Fonte da foto: http://vejasp.abril.com.br/blogs/beleza-de-blog/2015/09/08/andreia-horta-elis-regina-corte-pixie/

Acabo de sair do filme Elis-O Filme.

Eu cantei com a Elis do filme.

Para quem me conhece eu canto depois de uma cervejinhas, aí resolvo entoar  “Como nossos pais” ou ” O Bêbado e o Equilibrista”, apesar de que na minha fase tenho feito mais sucesso quando baixa a Alcione em mim hehe

Mas, realmente eu tive a honra em uma noite dessas, na Pulperia, em cantar com a Elis (do filme). Era uma festa de encerramento de uma série que a Andreia Horta interpretava a filha do Tiradentes. Na “finalera”, tendo como violonista o Gabriel (de apelido Selvagem, o qual toca muito), estávamos nós cantando Elis Regina juntas.Ela cantava de um jeito, emocionada,  de olhos fechados.Eu não sabia que eu estava cantando com a Elis que acabei de ver. Não sabia que ela interpretara a própria e que o filme sairia esse ano. A Andreia (ou mana como a gente se chamava na hora da cantoria), me emocionou pelo tamanho dela na tela.Ela está perfeita, com momentos em que eu vi a Elis (aquela).

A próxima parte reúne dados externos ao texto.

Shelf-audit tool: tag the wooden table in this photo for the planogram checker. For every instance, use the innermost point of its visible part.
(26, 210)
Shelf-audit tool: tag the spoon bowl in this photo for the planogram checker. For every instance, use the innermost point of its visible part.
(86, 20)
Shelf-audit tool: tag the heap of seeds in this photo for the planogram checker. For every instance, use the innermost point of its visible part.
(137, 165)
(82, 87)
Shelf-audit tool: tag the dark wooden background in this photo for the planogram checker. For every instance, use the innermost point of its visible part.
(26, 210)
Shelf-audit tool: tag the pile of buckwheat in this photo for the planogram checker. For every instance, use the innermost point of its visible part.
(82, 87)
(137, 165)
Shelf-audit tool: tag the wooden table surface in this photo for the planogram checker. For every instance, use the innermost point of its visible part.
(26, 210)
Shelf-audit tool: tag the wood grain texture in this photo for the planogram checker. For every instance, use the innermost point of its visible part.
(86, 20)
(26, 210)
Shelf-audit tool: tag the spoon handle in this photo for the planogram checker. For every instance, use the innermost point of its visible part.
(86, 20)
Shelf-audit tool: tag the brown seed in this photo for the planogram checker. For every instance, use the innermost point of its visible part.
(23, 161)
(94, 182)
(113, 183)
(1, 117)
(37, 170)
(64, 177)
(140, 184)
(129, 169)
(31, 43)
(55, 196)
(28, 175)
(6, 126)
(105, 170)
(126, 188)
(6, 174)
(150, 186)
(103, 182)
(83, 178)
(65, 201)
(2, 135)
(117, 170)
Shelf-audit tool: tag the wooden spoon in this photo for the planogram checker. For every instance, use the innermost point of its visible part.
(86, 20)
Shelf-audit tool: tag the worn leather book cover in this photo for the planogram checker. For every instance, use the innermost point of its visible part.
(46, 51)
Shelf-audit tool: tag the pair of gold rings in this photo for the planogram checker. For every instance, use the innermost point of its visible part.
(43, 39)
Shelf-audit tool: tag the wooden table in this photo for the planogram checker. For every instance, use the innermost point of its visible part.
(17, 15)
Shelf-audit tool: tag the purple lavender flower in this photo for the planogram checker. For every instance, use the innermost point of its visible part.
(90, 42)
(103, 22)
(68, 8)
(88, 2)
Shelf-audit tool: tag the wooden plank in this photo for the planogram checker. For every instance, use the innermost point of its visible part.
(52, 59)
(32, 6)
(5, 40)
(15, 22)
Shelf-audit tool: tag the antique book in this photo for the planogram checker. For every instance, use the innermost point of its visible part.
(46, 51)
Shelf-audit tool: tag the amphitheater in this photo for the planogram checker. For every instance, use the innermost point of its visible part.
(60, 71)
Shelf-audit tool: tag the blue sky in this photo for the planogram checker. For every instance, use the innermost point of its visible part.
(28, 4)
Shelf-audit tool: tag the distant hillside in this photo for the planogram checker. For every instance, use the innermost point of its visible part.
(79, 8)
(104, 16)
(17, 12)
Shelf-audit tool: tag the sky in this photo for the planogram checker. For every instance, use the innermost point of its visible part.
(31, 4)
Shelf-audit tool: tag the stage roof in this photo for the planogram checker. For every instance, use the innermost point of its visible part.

É realmente um filme imperdível.

Elis, Diva, lenda, estrela de luz, que partiu precocemente mas que nos deixou um rastro de arte em cada registro único daquela voz que até hoje para mim, inigualável.

Talvez eu nunca mais vou encontrá-la para dizer pessoalmente: Mana, tu arrasou! Mas, a Andreia Horta, para mim, com esse filme, “deu o nome”.

Bem amigos, assistam  Elis-O Filme .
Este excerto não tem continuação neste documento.